To fix this issue we have done a monkey patch, basically, the ConnectionPool stores a cache of the type_map, and a new connection will inherit from this cache, instead of querying it.

module ActiveRecord
  module ConnectionAdapters
    class PoolManager
      attr_accessor :type_map
    end
  end

  class ConnectionAdapters::ConnectionPool
    def adopt_connection(conn)
      ....
      pool_manager = ConnectionAdapters::ConnectionPool.get_pool_manager

      pool_manager.type_map ||= conn.type_map
      ....
    end
  end

  class ConnectionAdapters::PostgreSQLAdapter
    attr_reader :type_map

    def initialize(connection, logger, connection_parameters, config)
      ....

      pool_manager = ConnectionAdapters::ConnectionPool.get_pool_manager
      type_map = pool_manager.type_map

      if type_map
        @type_map = type_map
      else
        @type_map = Type::HashLookupTypeMap.new
        initialize_type_map
      end
 
      ....
    end
  end
end

It also makes every Rails upgrade as complicated on our side.

In order not to have monkey patches we want to solve it on a Rails side which could be useful for other developers too.

First of all, we have dug in relevant PRs done in Rails and took some ideas.
The solutions to deal with issues maybe:

- Store TypeMap into SchemaCache (relevant for PG only)
- Switch off TypeMap if there is no usage of PG custom types
- Introduce the monkey patch as the solution for Rails

We have selected the first one and would like to have feedback from Rails maintainers and complete this topic.
If there is something we have missed we are also ready to fix it shortly.

Base PRs for this PR:

#35311
https://github.com/rails/rails/pull/39821/files
https://github.com/rails/rails/pull/39077/files
https://github.com/rails/rails/pull/41288/files

I would like to tag also @piecehealth and @ted-hanson

Detail

Currently in this PR we have TypeMap as a singleton (after trying to implement it as an instance variable we had issues with concurrency and now we have it as a single example in memory).

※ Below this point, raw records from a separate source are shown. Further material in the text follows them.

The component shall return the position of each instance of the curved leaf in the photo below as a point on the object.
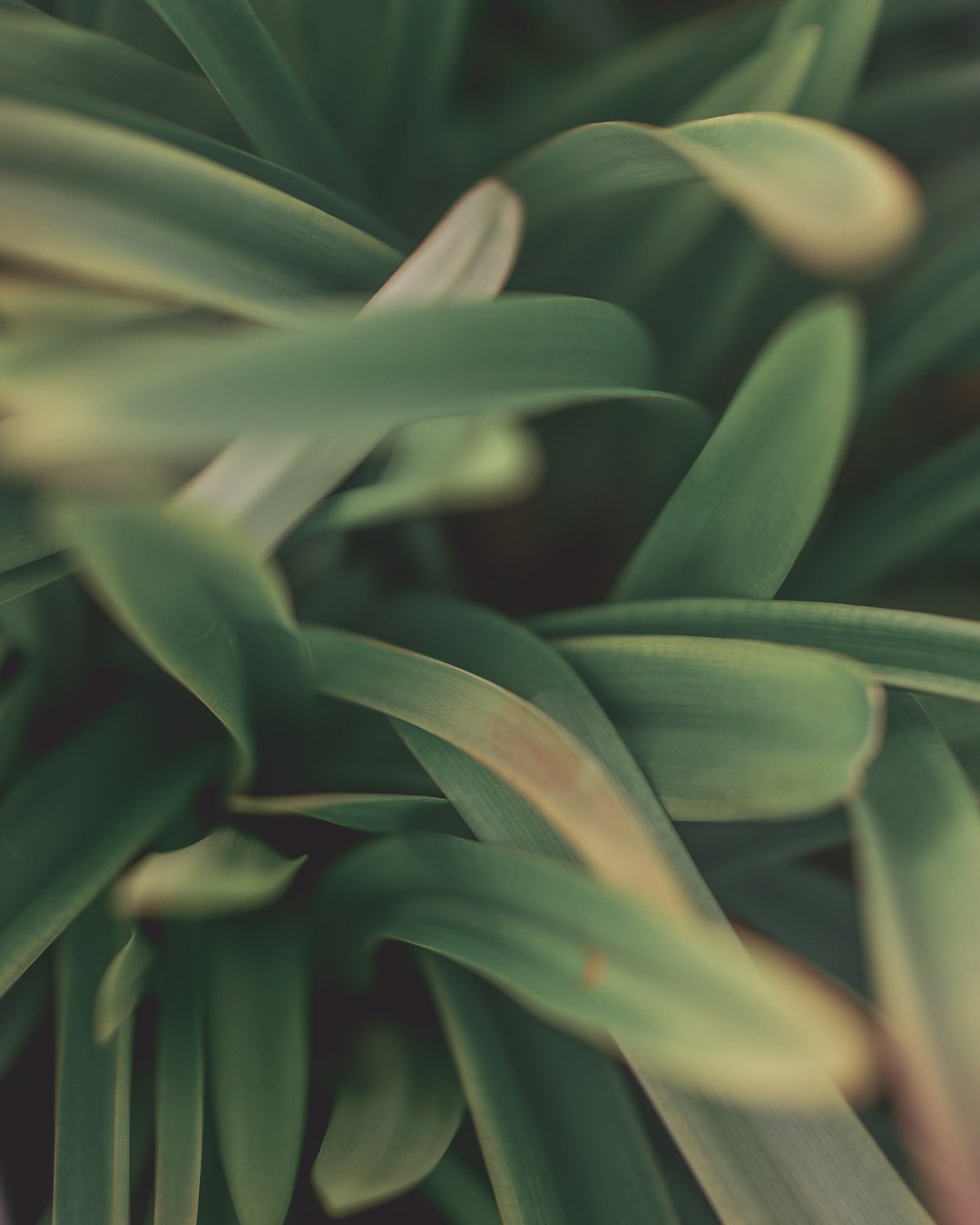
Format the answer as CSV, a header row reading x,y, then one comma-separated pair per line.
x,y
826,199
259,1060
919,857
95,201
200,604
748,505
591,959
561,1138
916,651
734,730
250,73
396,1110
226,872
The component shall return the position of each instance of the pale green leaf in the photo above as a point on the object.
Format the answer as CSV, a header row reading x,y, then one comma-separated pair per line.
x,y
396,1109
825,199
917,832
741,514
259,1059
561,1138
226,872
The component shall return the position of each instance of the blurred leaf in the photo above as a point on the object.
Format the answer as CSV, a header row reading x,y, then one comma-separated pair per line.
x,y
848,30
21,1010
926,318
732,729
353,378
461,1194
122,986
396,1109
919,858
368,814
95,201
267,486
250,73
898,524
591,959
756,1165
561,1138
76,818
916,651
179,1084
59,55
516,740
92,1104
825,199
259,1060
226,872
748,505
196,601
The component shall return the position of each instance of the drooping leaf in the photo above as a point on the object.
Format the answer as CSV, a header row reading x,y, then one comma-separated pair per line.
x,y
56,54
732,730
97,201
917,835
593,961
396,1109
825,199
92,1105
179,395
369,814
516,740
267,486
196,599
179,1084
226,872
561,1138
122,985
259,1059
75,821
916,651
746,507
250,73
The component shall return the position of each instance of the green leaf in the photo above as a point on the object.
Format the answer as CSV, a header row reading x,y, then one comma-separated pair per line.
x,y
396,1109
368,814
926,318
59,55
179,1084
97,201
746,507
593,961
77,818
267,486
734,729
259,1060
898,524
919,857
459,1193
122,985
250,73
92,1102
848,31
356,377
199,603
21,1010
226,872
756,1165
516,740
561,1138
916,651
828,201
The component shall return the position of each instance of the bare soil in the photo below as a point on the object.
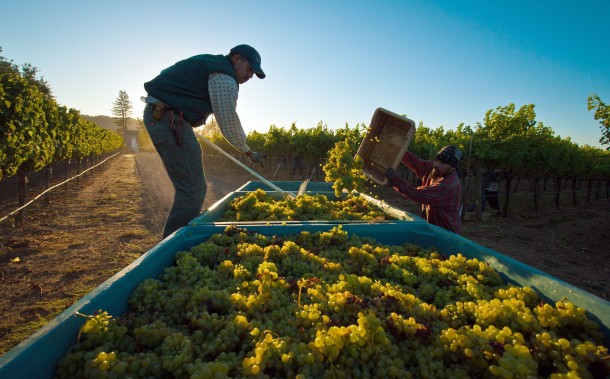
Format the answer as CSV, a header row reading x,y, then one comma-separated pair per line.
x,y
92,230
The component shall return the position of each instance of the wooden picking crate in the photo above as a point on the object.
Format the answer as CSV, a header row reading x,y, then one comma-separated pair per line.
x,y
385,143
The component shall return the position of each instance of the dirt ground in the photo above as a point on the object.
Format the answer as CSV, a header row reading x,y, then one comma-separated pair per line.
x,y
94,229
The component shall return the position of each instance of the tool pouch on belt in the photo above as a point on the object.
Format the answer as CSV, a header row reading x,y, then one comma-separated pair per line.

The general approach is to keep the TypeMap in the schema cache, and load from the schema_cache.yml when create a new connection. If TypeMap is not present in schema cache, it will be retrieved from the database.

The idea is still the same. During deploy, we run migrations and create a dump of schema cache. When initializing a Rails app, we load schema cache into a memory and initialize our TypeMapCache instance. Then we don't fire any query and retrieve Typemap from this cache when establish a new connection.

Additional information

Unfortunately, it does not work with lazily_load_schema_cache option enabled since we load schema cache lazily after creating a connection.

Checklist

  • This Pull Request is related to one change. Changes that are unrelated should be opened in separate PRs.
  • Commit message has a detailed description of what changed and why. If this PR fixes a related issue include it in the commit message. Ex: [Fix #issue-number]
  • Tests are added or updated if you fix a bug or add a feature.
  • CHANGELOG files are updated for the changed libraries if there is a behavior change or additional feature. Minor bug fixes and documentation changes should not be included.
  • CI is passing.

@mochnatiy mochnatiy force-pushed the pg-typemap-as-singleton-prod branch 4 times, most recently from d7b9f1e to e38cfa7 Compare November 3, 2022 10:07
Copy link
Member

@eileencodes eileencodes left a comment

Choose a reason for hiding this comment

The reason will be displayed to describe this comment to others. Learn more.

Thanks for opening this again and for working on it.

I left some comments about how the code should be implemented. It looks like a lot of this code came from #41288 so they should get credit as well as co-author if we do merge this.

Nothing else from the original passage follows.